The Power of Place: Making Meetings Magic
by: Jennifer Simpson
Integrated Work will be celebrating its 22nd year this April. Over the past two decades we have built a reputation for helping leaders re-imagine what the future of work looks like.
During that time, we’ve discovered how much it matters to be intentional about the spaces that support the work you are trying to accomplish. Most of us have experienced the frustrations of long conferences and meetings in windowless rooms with uncomfortable chairs. Not only do we not do our best thinking in those environments; we often don’t remember much of what we heard or learned.
On the other hand, spaces with natural light invite movement and have a positive effect; people feel energized, more creative, and are better able to digest and retain information. We’ve designed our new offices with these principles in mind. Even if your workplace has environmental constraints, here are some simple questions you can ask yourself to incorporate human-first principles into your gatherings so participants can do their best work:
- What kind of meeting is it? – Are you setting a vision for your future, planning a long-term strategy, building your team, developing skills or sharing information? Perhaps you are engaging your Board or other key stakeholders, or are you just working to move key tasks along? The nature of the work will inform how long the meeting should be, how the room should be set up, and what success looks like.
- What mood/experience do you want to create? – Do you need to be focused and efficient, or are you out to inspire and motivate? Could your team use a little more play and fun in their lives, or do you have tough decisions ahead that require a more respectful and serious tone? Getting clear about the mood you want to set allows you to be intentional about everything from lighting to music as well as the best facilitation tools and technology to help participants get in the right frame of mind for the work at hand.
- What size will your meeting be? – Too often people are invited to meetings out of habit or a desire not to offend, or people are excluded because of role or rank instead of included because of what they have to contribute. Different size meetings lend themselves to different levels of engagement and shape the group’s ability to make decisions. Consider what the right size is to accomplish your goals and curate participation to create the outcomes you are after.
- How long will it be? – The days of digital calendars have caused many of us to schedule meetings for the default time—often an hour. This contributes to jam-packed schedules and not enough breathing room between meetings. For longer events, while it’s tempting to fit in as much content as possible on an agenda, doing so can inhibit people’s ability to shift gears and be reflective.
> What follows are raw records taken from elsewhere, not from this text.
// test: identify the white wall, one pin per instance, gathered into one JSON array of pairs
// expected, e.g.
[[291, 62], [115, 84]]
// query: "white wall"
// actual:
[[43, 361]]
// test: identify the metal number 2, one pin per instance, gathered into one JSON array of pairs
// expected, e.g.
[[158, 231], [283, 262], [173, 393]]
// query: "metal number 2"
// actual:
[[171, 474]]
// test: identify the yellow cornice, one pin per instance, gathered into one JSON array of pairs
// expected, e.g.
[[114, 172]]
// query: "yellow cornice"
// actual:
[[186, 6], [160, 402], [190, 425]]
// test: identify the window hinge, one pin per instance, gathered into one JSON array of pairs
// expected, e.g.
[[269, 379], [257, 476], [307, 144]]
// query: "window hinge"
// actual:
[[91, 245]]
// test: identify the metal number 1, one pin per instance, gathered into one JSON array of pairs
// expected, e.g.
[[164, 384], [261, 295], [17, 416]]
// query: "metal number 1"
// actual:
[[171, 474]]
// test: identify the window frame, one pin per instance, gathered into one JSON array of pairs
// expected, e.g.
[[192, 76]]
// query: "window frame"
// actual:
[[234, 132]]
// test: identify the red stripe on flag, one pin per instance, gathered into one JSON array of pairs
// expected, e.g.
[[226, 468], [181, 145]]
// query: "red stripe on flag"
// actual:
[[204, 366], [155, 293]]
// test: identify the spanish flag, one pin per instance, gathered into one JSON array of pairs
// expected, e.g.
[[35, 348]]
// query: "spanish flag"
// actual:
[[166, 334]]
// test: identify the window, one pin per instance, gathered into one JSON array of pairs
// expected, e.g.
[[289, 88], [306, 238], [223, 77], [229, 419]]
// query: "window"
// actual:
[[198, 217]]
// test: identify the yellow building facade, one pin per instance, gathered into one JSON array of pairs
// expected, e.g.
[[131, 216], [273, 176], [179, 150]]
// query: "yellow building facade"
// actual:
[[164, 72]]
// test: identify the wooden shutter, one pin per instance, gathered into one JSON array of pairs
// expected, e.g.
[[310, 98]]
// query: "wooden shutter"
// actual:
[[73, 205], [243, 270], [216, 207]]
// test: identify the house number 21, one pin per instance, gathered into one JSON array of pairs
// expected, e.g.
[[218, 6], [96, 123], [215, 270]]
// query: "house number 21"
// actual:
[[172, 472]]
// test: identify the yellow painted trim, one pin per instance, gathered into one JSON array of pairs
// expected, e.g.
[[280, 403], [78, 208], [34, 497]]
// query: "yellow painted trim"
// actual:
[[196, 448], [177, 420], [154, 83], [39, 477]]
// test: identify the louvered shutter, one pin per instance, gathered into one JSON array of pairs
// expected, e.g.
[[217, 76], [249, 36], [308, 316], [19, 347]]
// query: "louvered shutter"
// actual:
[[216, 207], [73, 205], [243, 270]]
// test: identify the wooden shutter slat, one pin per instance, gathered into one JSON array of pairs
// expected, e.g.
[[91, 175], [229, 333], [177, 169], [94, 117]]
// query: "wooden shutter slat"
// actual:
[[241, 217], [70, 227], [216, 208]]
When you consider how long your meeting should be, think about what is necessary to get the work done well and design accordingly.
- Who will be in the room? – Much like considering the size of the meeting, considering the composition of the group matters too. Will the group be senior executives or front-line staff? Will there be a mix of levels and roles in the room? What is the nature of each participants’ contribution? Do they know each other well, or are they new to one another? Being a little thoughtful about social engineering can go a long way toward getting the team to engage effectively.
- What else is going on? – Regardless of what we are out to accomplish or what mood we hope to set, failure to address other factors in the environment can really derail a meeting. Is there conflict in the group? Are you facing a major transition of some sort? Is the team just forming or are you trying to get people to engage across functions in unfamiliar ways? Are there financial or market concerns that might be on people’s minds? Naming these things up front, or finding thoughtful ways to address them in your meeting will support the transparency that allows participants to be more fully present to the work at hand.
Asking yourself these questions early in your planning process can make all the difference in designing meetings and events that accomplish your goals and make otherwise ho-hum (or even painful) meetings truly effective and magical.